When a scientist publishes a paper, especially one that contradicts current thinking, we don't immediately throw out all our textbooks; first, other scientists try to confirm their results. Particularly in complex fields, there is debate - are the conclusions actually supported by the data? Are there any questionable assumptions, are the techniques applied appropriate, are there any important factors that have been overlooked, are the interpretations of the data reasonable, that sort of thing. Peer review catches the obvious errors, but particularly for papers that challenge the status quo, the biggest question is usually, how do you reconcile this result with the existing body of evidence? Declaring everybody else to be "wrong" doesn't get you far; you have to find other data that confirms your own results, and you have to explain how all that existing counter-evidence doesn't apply to your conclusions. If you can do that convincingly, other scientists will support your work. If you can't, your results are considered suspect and are assumed to have a flaw, at least until more confirmation can be found. After all, if two observations disagree then either they're observing different things, or one is just wrong.

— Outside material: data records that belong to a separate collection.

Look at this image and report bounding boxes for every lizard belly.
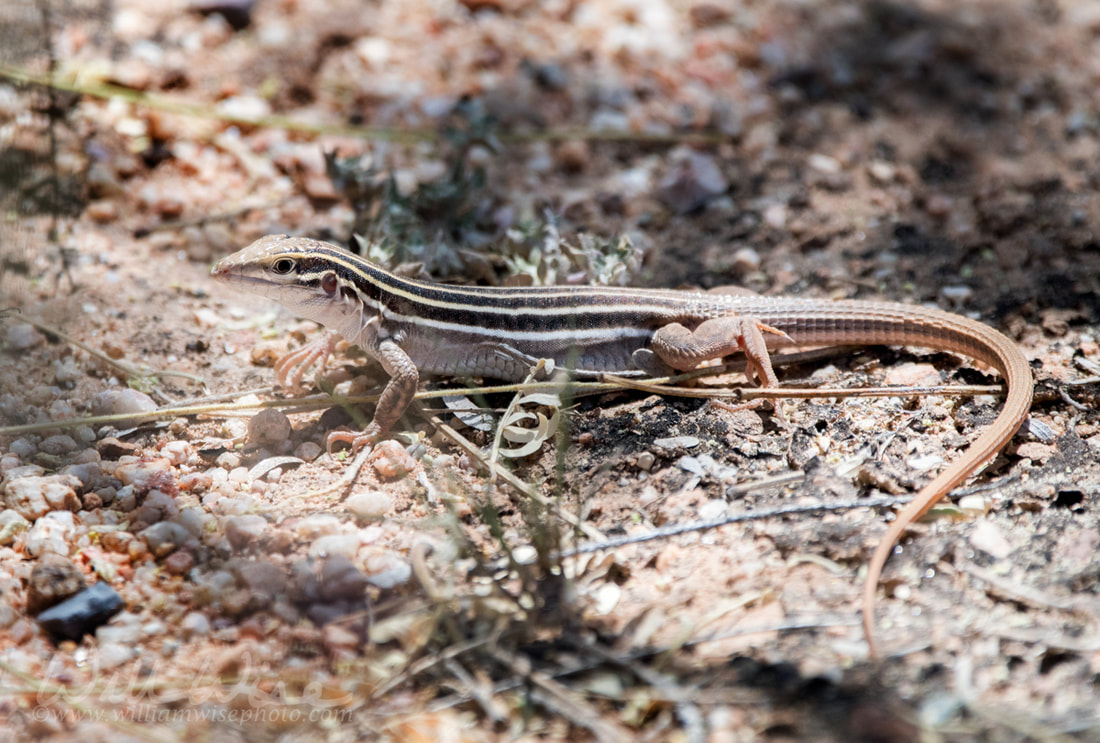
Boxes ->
[400,332,653,381]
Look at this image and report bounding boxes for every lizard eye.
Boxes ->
[272,258,295,274]
[321,272,339,295]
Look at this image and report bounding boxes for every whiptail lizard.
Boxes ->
[212,234,1033,656]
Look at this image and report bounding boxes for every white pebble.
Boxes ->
[345,491,393,522]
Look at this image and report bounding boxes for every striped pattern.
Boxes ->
[213,234,1019,378]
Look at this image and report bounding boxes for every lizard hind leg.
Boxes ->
[651,316,787,387]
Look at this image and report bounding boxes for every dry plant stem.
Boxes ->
[498,651,634,743]
[14,315,203,384]
[0,659,176,743]
[306,444,375,499]
[554,495,914,560]
[4,355,981,436]
[413,401,606,542]
[0,63,723,145]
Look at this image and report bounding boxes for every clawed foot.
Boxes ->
[325,424,380,454]
[274,332,340,389]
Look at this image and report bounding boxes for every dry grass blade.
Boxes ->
[412,401,605,543]
[499,651,635,743]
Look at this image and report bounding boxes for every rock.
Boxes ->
[0,510,30,545]
[36,582,124,641]
[554,140,590,173]
[248,409,291,446]
[345,491,393,522]
[38,435,78,456]
[308,534,359,559]
[322,623,359,652]
[90,389,157,423]
[180,611,211,638]
[5,323,45,350]
[216,95,270,121]
[2,475,82,520]
[114,458,174,491]
[24,514,75,557]
[235,561,286,606]
[690,2,731,27]
[189,0,254,30]
[319,556,369,602]
[657,149,729,214]
[163,549,195,576]
[730,247,761,274]
[884,363,941,387]
[295,514,342,539]
[215,451,242,470]
[139,522,193,557]
[96,437,140,458]
[97,641,135,670]
[225,514,269,550]
[7,438,36,458]
[969,521,1013,560]
[294,441,323,462]
[371,440,416,479]
[363,551,412,589]
[26,554,87,615]
[59,462,103,491]
[133,488,180,527]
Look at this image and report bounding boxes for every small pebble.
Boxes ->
[8,438,36,459]
[370,440,416,479]
[161,440,191,465]
[345,491,393,521]
[37,582,124,641]
[318,555,369,602]
[215,451,242,470]
[235,561,286,605]
[296,514,342,539]
[139,522,192,557]
[180,611,211,638]
[96,641,134,670]
[0,509,30,545]
[90,389,157,422]
[163,549,195,576]
[657,149,729,214]
[24,515,73,554]
[868,160,896,183]
[178,471,213,491]
[308,534,359,559]
[52,359,81,384]
[39,435,78,456]
[114,458,173,490]
[363,551,412,589]
[96,437,140,458]
[730,246,761,273]
[294,441,323,461]
[2,475,82,520]
[248,408,292,446]
[225,514,269,550]
[5,323,45,350]
[554,140,590,173]
[26,553,87,615]
[322,624,359,652]
[808,153,842,174]
[133,488,180,525]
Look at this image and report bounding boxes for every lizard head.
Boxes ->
[211,234,365,325]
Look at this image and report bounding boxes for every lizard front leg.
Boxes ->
[325,337,419,452]
[650,316,789,386]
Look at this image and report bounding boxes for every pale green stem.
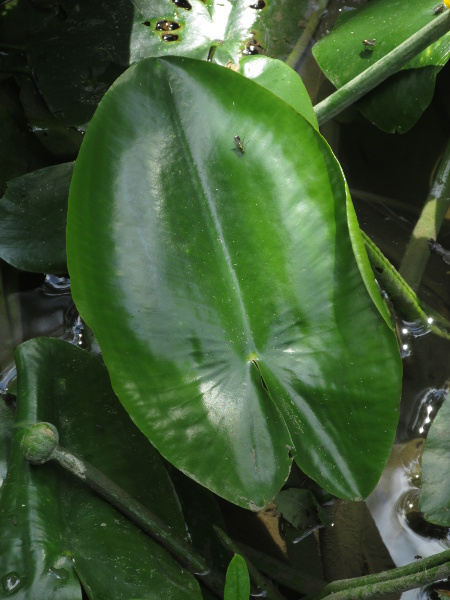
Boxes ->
[362,231,450,339]
[399,138,450,290]
[214,526,288,600]
[306,549,450,600]
[314,9,450,126]
[285,0,330,69]
[21,423,225,598]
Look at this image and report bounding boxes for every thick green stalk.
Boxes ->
[20,422,225,599]
[285,0,330,69]
[399,138,450,290]
[307,550,450,600]
[314,9,450,126]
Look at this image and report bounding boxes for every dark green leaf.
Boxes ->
[275,488,327,531]
[224,555,250,600]
[17,77,83,159]
[419,392,450,526]
[0,400,14,499]
[0,163,73,273]
[67,56,401,508]
[0,105,27,195]
[0,338,201,599]
[28,0,310,127]
[312,0,450,132]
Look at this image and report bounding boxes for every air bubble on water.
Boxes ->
[1,572,22,594]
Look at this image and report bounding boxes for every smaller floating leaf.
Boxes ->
[224,555,250,600]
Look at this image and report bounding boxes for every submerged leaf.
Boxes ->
[419,392,450,526]
[0,163,73,273]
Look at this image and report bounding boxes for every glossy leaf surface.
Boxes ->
[0,338,201,599]
[238,56,318,130]
[0,164,73,273]
[312,0,450,133]
[419,392,450,526]
[29,0,309,127]
[67,56,401,509]
[224,555,250,600]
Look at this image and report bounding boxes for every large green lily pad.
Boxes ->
[67,56,402,509]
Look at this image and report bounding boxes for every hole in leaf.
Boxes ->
[171,0,192,10]
[249,0,266,8]
[161,33,180,42]
[155,19,180,31]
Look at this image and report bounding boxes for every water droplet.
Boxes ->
[1,572,22,594]
[48,568,69,582]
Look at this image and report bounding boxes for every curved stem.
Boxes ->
[285,0,330,69]
[21,425,225,599]
[314,9,450,126]
[362,230,450,339]
[399,138,450,290]
[306,550,450,600]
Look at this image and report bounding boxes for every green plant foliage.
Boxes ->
[67,56,402,509]
[0,163,73,273]
[0,337,201,599]
[419,392,450,526]
[312,0,450,133]
[0,400,14,500]
[0,105,27,195]
[27,0,309,128]
[238,55,318,130]
[274,488,329,531]
[224,555,250,600]
[17,77,83,159]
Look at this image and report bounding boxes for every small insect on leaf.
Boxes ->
[362,38,376,47]
[433,4,444,14]
[234,135,245,154]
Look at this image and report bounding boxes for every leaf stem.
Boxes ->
[285,0,330,69]
[399,137,450,290]
[361,230,450,339]
[314,9,450,126]
[306,550,450,600]
[20,423,225,599]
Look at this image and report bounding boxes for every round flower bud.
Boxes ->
[20,422,59,465]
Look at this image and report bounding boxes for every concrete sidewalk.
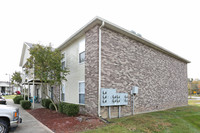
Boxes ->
[7,99,53,133]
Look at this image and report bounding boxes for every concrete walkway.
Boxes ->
[7,99,53,133]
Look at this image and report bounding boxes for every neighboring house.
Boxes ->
[0,81,13,95]
[20,17,190,118]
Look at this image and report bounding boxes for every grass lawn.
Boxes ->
[84,100,200,133]
[3,95,17,99]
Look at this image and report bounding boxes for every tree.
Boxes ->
[25,44,69,111]
[11,71,22,92]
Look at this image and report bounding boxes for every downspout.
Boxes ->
[98,21,105,117]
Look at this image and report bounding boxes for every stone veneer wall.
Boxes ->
[52,85,60,103]
[100,27,188,118]
[81,25,188,118]
[81,25,100,116]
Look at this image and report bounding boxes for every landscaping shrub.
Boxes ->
[49,103,58,110]
[63,103,79,116]
[44,99,52,108]
[58,102,66,113]
[41,99,46,107]
[13,96,23,104]
[20,100,31,109]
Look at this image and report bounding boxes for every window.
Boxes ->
[49,87,53,100]
[79,51,85,63]
[61,53,65,70]
[79,82,85,104]
[61,83,65,101]
[61,61,65,70]
[79,38,85,63]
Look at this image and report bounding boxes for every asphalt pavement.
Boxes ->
[7,99,53,133]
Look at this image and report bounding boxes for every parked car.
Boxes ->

This is a crucial part of the scientific process, as much as peer review. It's what saves us from crackpots and wasting time on free-energy machines, it protects us from inadvertently flawed results, and it's also what keeps the majority of science and engineering focused and on track. We can't all be experts in every field, so we defer to those that are. I personally don't have the expertise or experience to properly judge Dr Lindzen's work, but his colleagues do - and if the vast majority of them still aren't convinced by his claims after 15 years, then it's fairly safe to for the lay person to assume that his claims (and those of the handful of scientists who continue to deny the results of the thousands of other climatologists) are most probably either flawed, or just don't apply.
Of course, if you still believe that Scientist A's pet theory is right when Scientists B through Z have all produced peer-reviewed results that disagree, you either have to believe your own judgement is superior to theirs (hint: it isn't), or that they're all in a huge conspiracy to supress the truth. I'll leave you to decide which is more likely.